A movement to expand the park started in 2007. Related to this effort was the closing of neighboring 78th Street traffic from July to November in 2008 and 2009. The street functioned as a play street. The play street project was a joint effort by several organizations, including the Friends of Travers Park, JH Green Alliance, and the Western Jackson Heights Alliance. The intention was to seek the closing of the street in 2009 to coincide with the presence of Green Market. In 2010, after organizing a march to Queens Community Board 3 to request their support, the organizing groups were granted permission to close 78th Street to traffic for the entire months of July and August. In August 2012 a section of 78th Street adjacent to the park was permanently closed to traffic and transformed into a pedestrian plaza, effectively adding a 10,000-square-foot area to Travers Park. This plaza is managed by the Jackson Heights Green Alliance who are responsible for the maintenance and overseeing the events that take place on the plaza.

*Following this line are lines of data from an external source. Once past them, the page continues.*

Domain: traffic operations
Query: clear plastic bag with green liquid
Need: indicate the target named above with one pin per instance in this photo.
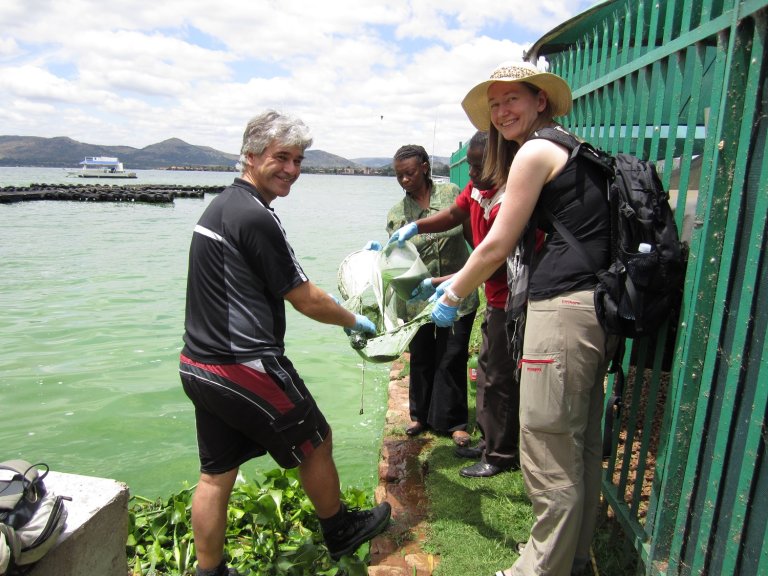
(377, 284)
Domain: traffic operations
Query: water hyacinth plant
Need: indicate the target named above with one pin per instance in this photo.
(272, 529)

In February 2013, NYC Parks and the NYC Department of Citywide Administrative Services completed the acquisition of a 24,600-square-foot asphalt play yard formerly owned by the Garden School at 33-16 79th Street, and added the land to Travers Park. That year, the children's playground was renovated again. The playground became fully Americans with Disabilities Act (ADA)-compliant and is appropriate for children aged 5 to 10 years old.

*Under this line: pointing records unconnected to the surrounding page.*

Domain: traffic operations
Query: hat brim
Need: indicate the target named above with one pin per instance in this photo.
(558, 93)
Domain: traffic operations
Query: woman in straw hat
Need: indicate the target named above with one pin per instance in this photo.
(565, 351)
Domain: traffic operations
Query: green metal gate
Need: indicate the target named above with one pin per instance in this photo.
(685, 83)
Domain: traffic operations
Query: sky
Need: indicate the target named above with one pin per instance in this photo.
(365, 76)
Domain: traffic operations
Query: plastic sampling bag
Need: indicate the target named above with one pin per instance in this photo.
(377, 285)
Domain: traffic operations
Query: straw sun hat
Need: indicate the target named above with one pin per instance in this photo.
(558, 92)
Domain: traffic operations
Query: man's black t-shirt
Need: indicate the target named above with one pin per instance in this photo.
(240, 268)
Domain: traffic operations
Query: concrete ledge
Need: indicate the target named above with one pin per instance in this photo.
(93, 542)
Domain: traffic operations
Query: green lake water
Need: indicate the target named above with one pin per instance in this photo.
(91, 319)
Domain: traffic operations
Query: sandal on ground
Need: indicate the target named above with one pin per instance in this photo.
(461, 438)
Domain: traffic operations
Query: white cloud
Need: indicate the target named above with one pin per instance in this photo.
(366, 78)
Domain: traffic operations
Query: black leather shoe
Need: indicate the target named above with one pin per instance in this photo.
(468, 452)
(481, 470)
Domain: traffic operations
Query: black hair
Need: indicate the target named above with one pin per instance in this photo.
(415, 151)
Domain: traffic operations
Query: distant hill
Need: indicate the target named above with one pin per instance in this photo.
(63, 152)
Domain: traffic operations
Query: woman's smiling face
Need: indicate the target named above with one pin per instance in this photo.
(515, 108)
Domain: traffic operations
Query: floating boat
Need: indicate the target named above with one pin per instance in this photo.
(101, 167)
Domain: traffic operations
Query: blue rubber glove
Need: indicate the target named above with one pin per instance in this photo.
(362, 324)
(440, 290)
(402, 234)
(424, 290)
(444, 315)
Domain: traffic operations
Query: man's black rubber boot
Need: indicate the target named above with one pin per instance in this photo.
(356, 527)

As of March 2018, Travers Park and Staunton Play Field is being renovated and expected to reopen in late 2019. A large portion of the park reopened in February 2019. The tot lot at Travers Park is set to be rebuilt by late 2020. During this renovation, there was a controversy about the opening of a Mazda car dealership next to the park. Original plans had called for the entirety of 78th Street next to the park to be turned into a car-free zone, but a 200-foot section remained to provide access to Koeppel Mazda, which opened in 2018.

In June 2022, one of the handball courts was converted into a dog run.

When the 34th Ave Open Street plan was redesigned in 2022 (dubbed "Paseo Park"), the Department of Transportation envisioned Travers Park to form the "green core of the neighborhood."

== Rory Staunton Field ==
Across 78th Street from Travers Park is the .57-acre Rory Staunton Field, a former school yard of The Garden School that was transferred to the city's Parks Department in 2013. Rory Staunton (1999-2012) was a resident of Sunnyside Gardens and a student at The Garden School in Jackson Heights who was active in a variety of civic causes until his sudden diagnosis of infection that led to his untimely death from septic shock. Staunton’s death helped to inspire the New York State Department of Health to implement protocols in all New York hospitals to better identify and treat sepsis, and the creation of the Rory Staunton Foundation to educate the public about this infection, which is usually treatable if quickly diagnosed.

== Activities ==
The Jackson Heights Greenmarket, a farmer's market, opens on Sundays year-round in the park. Since 2004, Travers Park has been home to Summer Sundays in the Park, a performance series that features a wide range of music, both in style and ethnicity. The series includes a musical produced by Theater for the New City, and a show by the Swedish Cottage Marionettes, based in Central Park. The series is sponsored by the Jackson Heights Beautification Group, its committee, Friends of Travers Park, and beginning in 2008, the Queens Community House. It will be funded in 2009 largely through grants from the Queens Council on the Arts, which had provided funding for several of the earlier editions.

On a sunny spring or summer day it is not unusual to see multiple activities occurring in Travers Park or Rory Staunton Field, such as bicycle riding, cricket, baseball, softball, soccer, tennis, and basketball. There is also a handball and a full-court basketball court. There is a place for toddlers, a section for a few waterworks and tables for checkers or chess.